MSC Industrial Supply (MSM 77.09, -0.85, -1.09%) is trading slightly lower after the
company reported 1Q19 (Nov) earnings this morning. MSM is a distributor of
metalworking and maintenance, repair, and operations (MRO) products and
It offers more than 1 mln stock-keeping units (SKUs) through its master catalogs, weekly, monthly and quarterly catalogs, brochures, and websites. Its business strategy is to provide an integrated, lower cost option for its customers' day-to-day MRO needs. Its extensive product offerings enable customers to reduce the administrative burden of dealing with many suppliers for their MRO needs.
Its customers include a wide range of purchasers of industrial supply products, from individual machine shops to Fortune 100 companies, to government agencies such as the General Services Administration (GSA), and the Dept of Defense. Its business focuses on selling relatively higher margin, lower volume products. Product categories include abrasives, clamps, fasteners, hand tools, tubing, janitorial supplies, milling (drill bits), power tools, saw blades, and welding equipment.
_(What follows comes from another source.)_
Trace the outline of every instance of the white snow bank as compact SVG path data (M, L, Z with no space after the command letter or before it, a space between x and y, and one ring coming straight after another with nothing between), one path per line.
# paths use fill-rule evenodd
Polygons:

Almost every industrial, manufacturing, and service business has an ongoing need for MRO supplies. MSM believes that, except in the largest industrial plants, inventories for MRO supplies generally are not effectively managed or monitored, resulting in higher purchasing costs and increased administrative burdens. In addition, within larger facilities, such items are frequently stored in multiple locations, resulting in excess inventories and duplicate purchase orders.
Turning to the NovQ results, EPS rose 27% yr/yr to $1.33, which was at the high end of prior guidance of $1.28-1.34. Revenue rose 8.2% yr/yr to $831.6 mln, which was within prior guidance of $821-837 mln. In terms of guidance for Q2 (Feb), MSM expects EPS to come in around $1.22-1.28 while revenue is expected to come in around $817-833 mln. The guidance for both EPS and revenue is below market expectations. In terms of margins, operating margin declined a bit to 12.4% from 12.9% in the prior year period.
MSM says the industrial economy remained strong in NovQ, although there is currently more uncertainty than a few months ago due to potential economic and trade overhangs and the government shut-down. Core customers and National Accounts achieved high single-digit growth, tempered by the expected weakness in Government. Product cost increases and mix were headwinds.
Looking forward, given the significant supplier price increase activity that the company has seen, MSM expects to implement a meaningful price increase later in FebQ. Given the timing of the increase, MSM expects the impact to be fully reflected in Q3 (May) and Q4 (Aug). This price increase, coupled with increasing traction from its sales transformation efforts, drives MSM's expectation of significantly higher operating margins in the second half of the fiscal year.
MSM is an interesting name to watch as it's a fairly good barometer for the industrial economy in general. It's clear they are being impacted by the government shutdown. The good news is that its commercial customer purchasing patterns are holding up well. The concern is that if the shutdown lingers for a long time, this could have a big impact on MSM in future quarters.